Il prossimo capitolo della saga vedrà nuovamente l’agente 007 guidare una Aston Martin

Chi non lo sa qual è l’auto preferita dall’agente segreto più conosciuto in tutto il mondo, James Bond?

Ovviamente parliamo di Aston Martin, protagonista delle note pellicole insieme a 007, oggi continua ad esserlo. La passione per queste auto infatti non finisce e nel prossimo capitolo della saga che ci racconta le avventure della spia più conosciuta del mondo vedremo ancora Daniel Craig, l’attore protagonista britannico, al volante di una nuova supercar della Casa di Gaydon. È stato il costruttore stesso a dichiarare che si tratterà della Valhalla, che fino a qualche giorno fa era conosciuta con il nome di AM-RB 003. Il film Bond 25 diretto da Cary Joji Fukunaga uscirà nelle sale cinematografiche nella primavera del 2020.

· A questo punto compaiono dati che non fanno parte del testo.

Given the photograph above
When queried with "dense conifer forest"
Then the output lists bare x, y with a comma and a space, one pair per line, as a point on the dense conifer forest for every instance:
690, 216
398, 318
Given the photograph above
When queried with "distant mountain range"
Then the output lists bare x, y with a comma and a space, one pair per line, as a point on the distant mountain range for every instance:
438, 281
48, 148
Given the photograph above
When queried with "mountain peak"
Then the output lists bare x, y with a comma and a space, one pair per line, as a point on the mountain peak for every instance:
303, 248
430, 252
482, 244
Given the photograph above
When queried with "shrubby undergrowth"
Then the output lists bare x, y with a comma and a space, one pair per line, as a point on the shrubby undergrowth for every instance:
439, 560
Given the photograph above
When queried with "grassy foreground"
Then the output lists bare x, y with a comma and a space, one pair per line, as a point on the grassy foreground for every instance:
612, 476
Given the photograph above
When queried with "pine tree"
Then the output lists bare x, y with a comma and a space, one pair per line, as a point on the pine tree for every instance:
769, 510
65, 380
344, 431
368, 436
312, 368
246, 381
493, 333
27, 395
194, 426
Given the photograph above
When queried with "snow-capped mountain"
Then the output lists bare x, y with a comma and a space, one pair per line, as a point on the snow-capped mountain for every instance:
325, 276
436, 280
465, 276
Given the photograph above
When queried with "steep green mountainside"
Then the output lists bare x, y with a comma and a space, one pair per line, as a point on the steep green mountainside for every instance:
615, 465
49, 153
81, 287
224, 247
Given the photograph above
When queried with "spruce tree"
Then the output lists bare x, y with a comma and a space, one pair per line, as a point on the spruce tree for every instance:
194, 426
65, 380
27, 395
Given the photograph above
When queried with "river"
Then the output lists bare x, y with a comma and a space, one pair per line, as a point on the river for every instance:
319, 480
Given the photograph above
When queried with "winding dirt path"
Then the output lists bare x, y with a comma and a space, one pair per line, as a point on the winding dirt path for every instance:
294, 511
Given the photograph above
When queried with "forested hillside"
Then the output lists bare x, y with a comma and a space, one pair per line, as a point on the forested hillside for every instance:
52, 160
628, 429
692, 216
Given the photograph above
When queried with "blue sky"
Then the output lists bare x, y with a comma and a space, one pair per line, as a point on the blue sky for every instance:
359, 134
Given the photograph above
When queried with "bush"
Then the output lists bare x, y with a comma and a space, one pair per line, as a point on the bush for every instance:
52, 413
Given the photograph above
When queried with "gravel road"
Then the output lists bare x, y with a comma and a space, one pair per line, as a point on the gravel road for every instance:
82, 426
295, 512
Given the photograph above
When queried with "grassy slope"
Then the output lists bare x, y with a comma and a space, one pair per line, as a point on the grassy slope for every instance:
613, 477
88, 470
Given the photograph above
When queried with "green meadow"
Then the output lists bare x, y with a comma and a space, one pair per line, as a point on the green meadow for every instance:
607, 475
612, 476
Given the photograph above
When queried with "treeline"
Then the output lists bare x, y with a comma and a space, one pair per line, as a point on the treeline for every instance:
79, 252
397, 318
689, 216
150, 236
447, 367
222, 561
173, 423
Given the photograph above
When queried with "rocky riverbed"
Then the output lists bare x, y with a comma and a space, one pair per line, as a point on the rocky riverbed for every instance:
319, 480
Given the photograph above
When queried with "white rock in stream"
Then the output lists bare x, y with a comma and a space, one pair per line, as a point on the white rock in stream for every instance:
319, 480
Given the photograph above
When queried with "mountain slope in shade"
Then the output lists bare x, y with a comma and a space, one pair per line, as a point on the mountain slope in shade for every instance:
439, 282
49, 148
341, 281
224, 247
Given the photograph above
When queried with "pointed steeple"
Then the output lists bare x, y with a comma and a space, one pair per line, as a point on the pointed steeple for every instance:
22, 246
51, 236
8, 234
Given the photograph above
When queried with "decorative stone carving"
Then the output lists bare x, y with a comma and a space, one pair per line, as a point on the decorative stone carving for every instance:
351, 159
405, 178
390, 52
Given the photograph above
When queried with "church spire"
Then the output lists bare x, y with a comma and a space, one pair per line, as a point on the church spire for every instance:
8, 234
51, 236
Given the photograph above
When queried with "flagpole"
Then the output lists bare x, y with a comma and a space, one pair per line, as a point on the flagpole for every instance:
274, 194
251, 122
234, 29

Aston Martin ha collaborato insieme a Red Bull per la realizzazione del progetto Valhalla, e anche con Adrian Newwy, quello che tutti oggi conosciamo come il genio della Formula 1. La nuova auto di James Bond è stata definita come la sorella minore della Valkyrie, supercar che correrà anche alla 24 Ore di Le Mans mostrando le capacità estreme.

Aston_Martin_Valhalla

La DB10 vista in Spectre verrà quindi a breve sostituita nel garage dell’agente 007 proprio dalla Aston Martin Valhalla, una berlinetta ibrida a motore centrale con un 6 cilindri a V biturbo affiancato da un elettrico. L’auto non è stata pensata e realizzata solo per il film della spia James Bond, come la sorella maggiore, il modello verrà creato in un’edizione limitata di 500 unità e il prezzo di ognuno sarà di 1.5 milioni di sterline, che corrispondono a poco meno di 17 milioni di euro oggi.

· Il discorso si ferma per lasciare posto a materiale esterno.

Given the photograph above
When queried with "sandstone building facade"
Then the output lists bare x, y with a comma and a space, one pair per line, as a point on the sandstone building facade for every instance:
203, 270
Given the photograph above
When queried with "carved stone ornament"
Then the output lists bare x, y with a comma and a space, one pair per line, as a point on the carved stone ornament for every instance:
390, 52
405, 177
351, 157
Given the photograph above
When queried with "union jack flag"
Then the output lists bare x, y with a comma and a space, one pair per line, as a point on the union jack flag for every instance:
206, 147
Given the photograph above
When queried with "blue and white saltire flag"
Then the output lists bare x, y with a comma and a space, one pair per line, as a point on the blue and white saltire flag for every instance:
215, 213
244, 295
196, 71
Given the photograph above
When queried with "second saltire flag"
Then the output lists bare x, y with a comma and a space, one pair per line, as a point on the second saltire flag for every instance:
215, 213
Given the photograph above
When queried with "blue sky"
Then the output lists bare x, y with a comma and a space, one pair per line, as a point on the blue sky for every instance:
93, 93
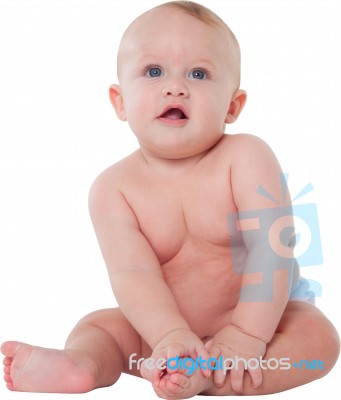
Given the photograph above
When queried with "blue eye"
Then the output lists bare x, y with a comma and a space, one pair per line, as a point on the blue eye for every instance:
198, 74
154, 72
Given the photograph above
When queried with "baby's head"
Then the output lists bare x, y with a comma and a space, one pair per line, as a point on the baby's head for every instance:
178, 66
199, 12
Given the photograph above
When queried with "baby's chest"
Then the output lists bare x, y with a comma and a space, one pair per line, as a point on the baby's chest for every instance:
199, 213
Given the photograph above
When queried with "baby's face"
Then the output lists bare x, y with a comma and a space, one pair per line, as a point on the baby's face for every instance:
177, 83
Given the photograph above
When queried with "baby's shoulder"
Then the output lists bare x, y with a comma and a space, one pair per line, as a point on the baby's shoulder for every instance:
241, 147
244, 142
114, 178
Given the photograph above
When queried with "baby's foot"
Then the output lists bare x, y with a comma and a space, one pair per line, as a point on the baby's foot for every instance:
179, 386
36, 369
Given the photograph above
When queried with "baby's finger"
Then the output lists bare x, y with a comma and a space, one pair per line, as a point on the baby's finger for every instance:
237, 375
219, 377
256, 377
173, 355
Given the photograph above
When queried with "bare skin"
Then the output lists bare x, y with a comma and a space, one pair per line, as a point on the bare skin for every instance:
160, 216
98, 349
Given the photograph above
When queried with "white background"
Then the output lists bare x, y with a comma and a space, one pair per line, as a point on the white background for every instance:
58, 132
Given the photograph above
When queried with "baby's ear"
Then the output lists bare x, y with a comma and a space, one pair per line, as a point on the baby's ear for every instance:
236, 106
117, 101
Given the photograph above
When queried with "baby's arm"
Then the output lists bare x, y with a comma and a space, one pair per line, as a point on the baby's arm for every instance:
261, 306
136, 276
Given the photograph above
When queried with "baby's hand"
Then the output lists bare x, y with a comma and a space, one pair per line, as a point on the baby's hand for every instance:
180, 343
231, 342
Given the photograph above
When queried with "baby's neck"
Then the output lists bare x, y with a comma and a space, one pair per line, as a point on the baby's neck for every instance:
171, 166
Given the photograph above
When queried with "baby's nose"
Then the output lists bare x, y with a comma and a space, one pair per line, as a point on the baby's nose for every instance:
176, 90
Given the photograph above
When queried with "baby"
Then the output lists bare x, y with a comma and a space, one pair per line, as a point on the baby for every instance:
195, 282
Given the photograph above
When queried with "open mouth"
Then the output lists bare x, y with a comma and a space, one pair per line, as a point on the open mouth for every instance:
174, 114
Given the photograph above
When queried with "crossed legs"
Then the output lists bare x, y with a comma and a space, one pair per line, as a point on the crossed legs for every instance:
97, 351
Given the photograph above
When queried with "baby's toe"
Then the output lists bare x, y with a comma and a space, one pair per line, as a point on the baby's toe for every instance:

Due parole sulla denominazione scelta per la nuova Aston Martina di James Bond, che i 500 più fortunati e ricchi acquirenti potranno anche avere nel proprio garage. Si tratta di un nome che prende ispirazione dalla mitologia nordica e riprende quello del paradiso leggendario dove riposavano i guerrieri Vichinghi. Inoltre prosegue la tradizione di tutte le auto estreme della Casa che hanno la V come iniziale del nome. Andy Palmer, boss del brand, ha spiegato: “Il nome delle nostre auto catalizza sempre una grande attenzione, perché genera emozione o racconta una storia. La mitologia norrena contiene un linguaggio molto potente ed evocativo, e con la AM-RB 003 volevamo seguire il tema inaugurato con la Valkyrie”.